И Ольга, не умевшая лгать, спокойно сказала:

- В данную минуту да!

- Спасибо за признание, дорогая жена! Кстати, я это заметил гораздо раньше...

- Неправда, раньше ты этого не мог заметить. Даже в поезде, когда ты беспрестанно дулся в карты и пьянствовал с этим... писателем, я все тебе прощала. А теперь, теперь... - Она залилась слезами.

Юрий подошел, попробовал успокоить, она резким движением сбросила с плеч его руки. Потом поспешно вытерла глаза и стала убирать со стола.

- Так мы ни о чем и не договорились, - сказал он как можно спокойнее.

- Если тебе так лучше...

- Почему ты говоришь "тебе", а не "нам"? - перебил он ее. Странно...

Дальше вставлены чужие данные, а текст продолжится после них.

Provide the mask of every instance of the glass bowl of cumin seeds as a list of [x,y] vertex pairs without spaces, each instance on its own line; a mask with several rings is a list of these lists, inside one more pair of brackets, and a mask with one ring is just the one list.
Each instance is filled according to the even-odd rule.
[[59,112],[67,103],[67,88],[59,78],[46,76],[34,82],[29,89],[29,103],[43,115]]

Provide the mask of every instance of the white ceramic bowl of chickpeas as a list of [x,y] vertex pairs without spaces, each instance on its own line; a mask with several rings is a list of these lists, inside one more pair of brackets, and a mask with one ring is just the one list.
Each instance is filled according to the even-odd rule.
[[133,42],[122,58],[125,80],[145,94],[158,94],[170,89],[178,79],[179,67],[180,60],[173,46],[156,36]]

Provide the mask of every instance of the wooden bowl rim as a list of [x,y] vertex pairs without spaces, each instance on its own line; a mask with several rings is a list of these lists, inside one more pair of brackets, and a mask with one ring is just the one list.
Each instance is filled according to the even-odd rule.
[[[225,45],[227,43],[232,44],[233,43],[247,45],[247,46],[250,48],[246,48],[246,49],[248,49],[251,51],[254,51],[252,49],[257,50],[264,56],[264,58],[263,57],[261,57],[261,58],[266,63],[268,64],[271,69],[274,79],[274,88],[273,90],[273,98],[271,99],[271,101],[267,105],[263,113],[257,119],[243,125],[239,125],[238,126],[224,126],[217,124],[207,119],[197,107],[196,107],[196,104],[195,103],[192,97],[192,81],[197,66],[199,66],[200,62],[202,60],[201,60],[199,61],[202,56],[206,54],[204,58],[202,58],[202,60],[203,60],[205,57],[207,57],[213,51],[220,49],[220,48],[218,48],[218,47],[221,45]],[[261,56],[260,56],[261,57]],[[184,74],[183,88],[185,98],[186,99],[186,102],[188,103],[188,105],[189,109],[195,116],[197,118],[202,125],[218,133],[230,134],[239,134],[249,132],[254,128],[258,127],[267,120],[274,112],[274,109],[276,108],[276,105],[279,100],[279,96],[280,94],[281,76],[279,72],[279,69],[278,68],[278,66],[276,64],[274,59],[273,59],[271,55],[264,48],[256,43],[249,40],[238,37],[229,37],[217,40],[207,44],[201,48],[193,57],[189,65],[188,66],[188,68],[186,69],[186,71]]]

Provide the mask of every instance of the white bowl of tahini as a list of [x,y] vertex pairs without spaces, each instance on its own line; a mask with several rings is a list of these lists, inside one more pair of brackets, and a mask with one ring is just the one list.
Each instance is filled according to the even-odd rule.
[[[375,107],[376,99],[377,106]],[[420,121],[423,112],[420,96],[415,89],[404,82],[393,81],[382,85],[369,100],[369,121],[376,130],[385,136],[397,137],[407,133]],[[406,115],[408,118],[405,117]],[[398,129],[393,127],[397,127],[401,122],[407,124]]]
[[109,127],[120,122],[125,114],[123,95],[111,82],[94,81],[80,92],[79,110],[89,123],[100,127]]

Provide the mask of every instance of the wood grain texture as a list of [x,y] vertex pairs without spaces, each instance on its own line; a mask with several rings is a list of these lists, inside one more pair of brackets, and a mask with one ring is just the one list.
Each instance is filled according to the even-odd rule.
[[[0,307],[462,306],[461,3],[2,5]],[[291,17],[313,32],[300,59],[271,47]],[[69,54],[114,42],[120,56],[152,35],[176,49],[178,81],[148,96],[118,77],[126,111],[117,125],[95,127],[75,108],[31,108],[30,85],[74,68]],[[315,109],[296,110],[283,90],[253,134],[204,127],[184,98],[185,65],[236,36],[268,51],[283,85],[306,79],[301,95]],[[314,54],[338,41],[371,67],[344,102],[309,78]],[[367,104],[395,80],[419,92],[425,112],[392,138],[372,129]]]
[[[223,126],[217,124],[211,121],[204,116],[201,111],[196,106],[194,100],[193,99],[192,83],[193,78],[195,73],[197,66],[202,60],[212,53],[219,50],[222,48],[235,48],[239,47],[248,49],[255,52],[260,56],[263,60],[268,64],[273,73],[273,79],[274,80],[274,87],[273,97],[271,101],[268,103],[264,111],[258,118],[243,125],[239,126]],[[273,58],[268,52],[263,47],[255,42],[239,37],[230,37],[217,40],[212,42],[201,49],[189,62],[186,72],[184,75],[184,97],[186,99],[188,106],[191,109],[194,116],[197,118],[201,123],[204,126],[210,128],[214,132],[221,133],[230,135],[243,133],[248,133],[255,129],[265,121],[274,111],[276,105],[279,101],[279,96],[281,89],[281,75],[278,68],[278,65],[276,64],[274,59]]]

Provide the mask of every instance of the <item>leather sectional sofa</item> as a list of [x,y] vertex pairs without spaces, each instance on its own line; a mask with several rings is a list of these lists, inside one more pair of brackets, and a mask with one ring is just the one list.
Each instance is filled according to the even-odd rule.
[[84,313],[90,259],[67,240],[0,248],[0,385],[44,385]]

- Ничего странного нет! Я обязана жить и работать там, где я больше всего нужна. Я - врач! И кроме личного счастья есть еще и счастье общее, всеобъемлющее. Оно - как море, куда вливаются тысячи речек, вроде нашей Бидями. Так же, как море не может без этих таежных речек, так и речки, в свою очередь, если бы они не спешили влиться в него, пересохли бы до самого дна. Юра, я чувствую себя именно такой речкой, хоть малюсенькой, но живой, которая все время в пути, в движении - от истока до самого устья...

- Мы с тобой капли в море, Оля. Убавится одной-двумя каплями, никому решительно не будет заметно.

Она измерила его таким презрительным взглядом, что он не выдержал и отвел глаза.

- Да, зря ты не вышла за Тимофея Уланку. Он местный житель, так сказать, абориген. - И с явным намерением уколоть ее иронически добавил: Тем более что старик приезжал к тебе с... этим... калымом...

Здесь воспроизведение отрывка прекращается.